Out of the night that covers me Black as the Pit from pole to pole, I thank whatever gods may be For my unconquerable soul.

“Indestructible!” bellowed the Governor for good measure.

Horse Collars. Feeling mighty indestructible, Earl Long sent a message to the public, assuring them that “I have never been insane one second of my life,” hopped into an air-conditioned Cadillac, and with state police escort poured out of town and, deliberately bypassing Baton Rouge, headed north to his old family home (“tin shack,” Blanche called it) in Winnfield Parish. On the way, he stopped to pick up some standard farm implements: two horse collars, a pesthole digger, a pitchfork.
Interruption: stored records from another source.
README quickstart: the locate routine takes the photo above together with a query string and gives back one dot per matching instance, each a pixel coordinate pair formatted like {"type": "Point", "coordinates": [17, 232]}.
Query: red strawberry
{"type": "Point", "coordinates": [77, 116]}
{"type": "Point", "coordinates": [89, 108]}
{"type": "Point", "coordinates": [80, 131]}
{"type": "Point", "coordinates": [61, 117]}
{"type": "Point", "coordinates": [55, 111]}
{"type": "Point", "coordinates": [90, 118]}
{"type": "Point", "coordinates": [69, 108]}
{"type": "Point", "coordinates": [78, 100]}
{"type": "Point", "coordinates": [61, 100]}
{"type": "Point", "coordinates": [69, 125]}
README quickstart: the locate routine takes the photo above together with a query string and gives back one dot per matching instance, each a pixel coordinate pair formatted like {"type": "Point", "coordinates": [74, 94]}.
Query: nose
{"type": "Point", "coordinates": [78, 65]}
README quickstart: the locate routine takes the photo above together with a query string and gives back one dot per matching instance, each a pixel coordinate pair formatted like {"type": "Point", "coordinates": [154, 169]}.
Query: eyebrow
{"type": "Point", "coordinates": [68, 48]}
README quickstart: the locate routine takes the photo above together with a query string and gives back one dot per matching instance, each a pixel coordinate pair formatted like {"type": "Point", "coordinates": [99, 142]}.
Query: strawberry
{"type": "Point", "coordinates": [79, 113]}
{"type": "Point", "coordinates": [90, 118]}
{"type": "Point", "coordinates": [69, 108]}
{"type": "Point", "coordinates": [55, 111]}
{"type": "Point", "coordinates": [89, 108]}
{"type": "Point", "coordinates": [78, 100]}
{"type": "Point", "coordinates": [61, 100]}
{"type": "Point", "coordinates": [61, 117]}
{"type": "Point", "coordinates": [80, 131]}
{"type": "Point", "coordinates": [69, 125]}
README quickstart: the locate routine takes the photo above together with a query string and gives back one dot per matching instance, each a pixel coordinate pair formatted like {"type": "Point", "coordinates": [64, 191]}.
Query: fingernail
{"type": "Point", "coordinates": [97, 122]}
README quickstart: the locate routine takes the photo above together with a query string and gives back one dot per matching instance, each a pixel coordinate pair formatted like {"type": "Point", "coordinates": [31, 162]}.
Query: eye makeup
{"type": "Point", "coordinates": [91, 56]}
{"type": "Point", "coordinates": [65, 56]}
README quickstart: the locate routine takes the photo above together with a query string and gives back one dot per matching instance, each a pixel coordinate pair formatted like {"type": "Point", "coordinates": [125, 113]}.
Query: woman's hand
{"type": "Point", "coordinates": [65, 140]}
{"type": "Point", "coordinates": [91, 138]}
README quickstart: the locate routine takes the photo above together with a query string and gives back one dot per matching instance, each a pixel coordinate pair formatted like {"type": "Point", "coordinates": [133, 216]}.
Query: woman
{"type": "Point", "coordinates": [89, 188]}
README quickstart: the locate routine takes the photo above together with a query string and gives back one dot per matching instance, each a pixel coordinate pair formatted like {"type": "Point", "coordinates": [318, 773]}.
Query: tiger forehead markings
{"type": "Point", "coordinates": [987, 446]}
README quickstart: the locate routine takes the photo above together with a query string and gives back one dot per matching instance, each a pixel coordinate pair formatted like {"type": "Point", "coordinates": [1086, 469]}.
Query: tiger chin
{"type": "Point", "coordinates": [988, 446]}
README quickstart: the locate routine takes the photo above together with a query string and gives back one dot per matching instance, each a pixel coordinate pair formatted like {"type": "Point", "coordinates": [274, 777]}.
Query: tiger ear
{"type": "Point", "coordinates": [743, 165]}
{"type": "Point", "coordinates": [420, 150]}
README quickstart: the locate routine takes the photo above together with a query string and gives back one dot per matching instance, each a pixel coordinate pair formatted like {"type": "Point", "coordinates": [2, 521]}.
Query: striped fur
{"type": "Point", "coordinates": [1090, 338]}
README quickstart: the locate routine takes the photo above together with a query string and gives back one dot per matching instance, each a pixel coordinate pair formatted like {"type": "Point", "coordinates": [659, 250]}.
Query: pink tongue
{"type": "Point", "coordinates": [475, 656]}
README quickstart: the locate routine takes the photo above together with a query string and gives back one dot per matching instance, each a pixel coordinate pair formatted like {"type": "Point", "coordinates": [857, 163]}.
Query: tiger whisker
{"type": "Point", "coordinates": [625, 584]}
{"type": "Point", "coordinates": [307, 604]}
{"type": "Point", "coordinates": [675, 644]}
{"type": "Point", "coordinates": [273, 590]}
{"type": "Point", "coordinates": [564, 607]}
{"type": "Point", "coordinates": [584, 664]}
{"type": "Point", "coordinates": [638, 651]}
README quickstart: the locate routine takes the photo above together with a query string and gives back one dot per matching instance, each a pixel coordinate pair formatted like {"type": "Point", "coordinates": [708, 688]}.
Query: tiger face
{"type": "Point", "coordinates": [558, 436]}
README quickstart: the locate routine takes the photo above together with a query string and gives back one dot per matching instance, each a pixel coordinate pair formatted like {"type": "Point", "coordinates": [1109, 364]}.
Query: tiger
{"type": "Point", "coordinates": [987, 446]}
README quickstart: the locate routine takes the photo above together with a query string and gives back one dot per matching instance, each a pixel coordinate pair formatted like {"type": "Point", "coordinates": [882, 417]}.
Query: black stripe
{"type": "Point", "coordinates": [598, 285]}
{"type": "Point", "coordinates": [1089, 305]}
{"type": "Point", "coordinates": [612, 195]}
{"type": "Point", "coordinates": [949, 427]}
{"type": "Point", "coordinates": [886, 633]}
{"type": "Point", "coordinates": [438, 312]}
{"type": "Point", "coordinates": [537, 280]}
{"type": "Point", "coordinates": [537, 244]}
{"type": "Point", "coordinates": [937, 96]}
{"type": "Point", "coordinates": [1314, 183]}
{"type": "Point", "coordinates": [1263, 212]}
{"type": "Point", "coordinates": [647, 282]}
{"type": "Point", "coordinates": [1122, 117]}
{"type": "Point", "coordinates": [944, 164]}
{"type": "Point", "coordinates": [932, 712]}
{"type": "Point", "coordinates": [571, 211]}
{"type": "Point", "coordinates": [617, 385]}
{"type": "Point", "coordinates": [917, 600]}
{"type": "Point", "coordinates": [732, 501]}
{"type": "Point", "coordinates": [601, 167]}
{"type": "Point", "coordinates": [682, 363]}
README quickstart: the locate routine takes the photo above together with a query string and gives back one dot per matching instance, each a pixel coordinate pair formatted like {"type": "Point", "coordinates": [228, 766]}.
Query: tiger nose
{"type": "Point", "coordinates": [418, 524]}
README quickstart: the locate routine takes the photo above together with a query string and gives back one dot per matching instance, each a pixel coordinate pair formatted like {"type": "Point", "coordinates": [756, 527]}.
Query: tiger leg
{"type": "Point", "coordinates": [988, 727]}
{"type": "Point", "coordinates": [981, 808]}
At week’s end he was resting comfortably, but was still volubly aggrieved at his wife Blanche, whom he blamed for all his troubles. “I’ve put up with her as long as I can and I’m going to get a divorce now,” he rattled. “Most jealous wife God ever put on this earth.” And though he was glorying in his new freedom, the Governor voluntarily placed himself under the care of a Tulane psychiatrist, Dr. Paul Pratt. He had done this, in his characteristically puzzling way, when four top Louisiana psychiatrists, determined to stand by their professional ethics, declared publicly after the Covington spectacle that Long was still a sick man. Typically, Earl Long sent for the doctors with a flourish, asked to have one of them stay close by. Among the Governor’s ailments: a paranoiac-schizophrenic condition as well as auricular fibrillation of the heart, a serious medical condition in itself.

In Baton Rouge, where politicos waited nervously for the next Long explosion, a few anti-Long legislators began talking guardedly about impeachment proceedings, and there were rumblings of an Internal Revenue investigation. But, for the time being, Earl Kemp Long, if not master of his fate, was once again Governor of his state.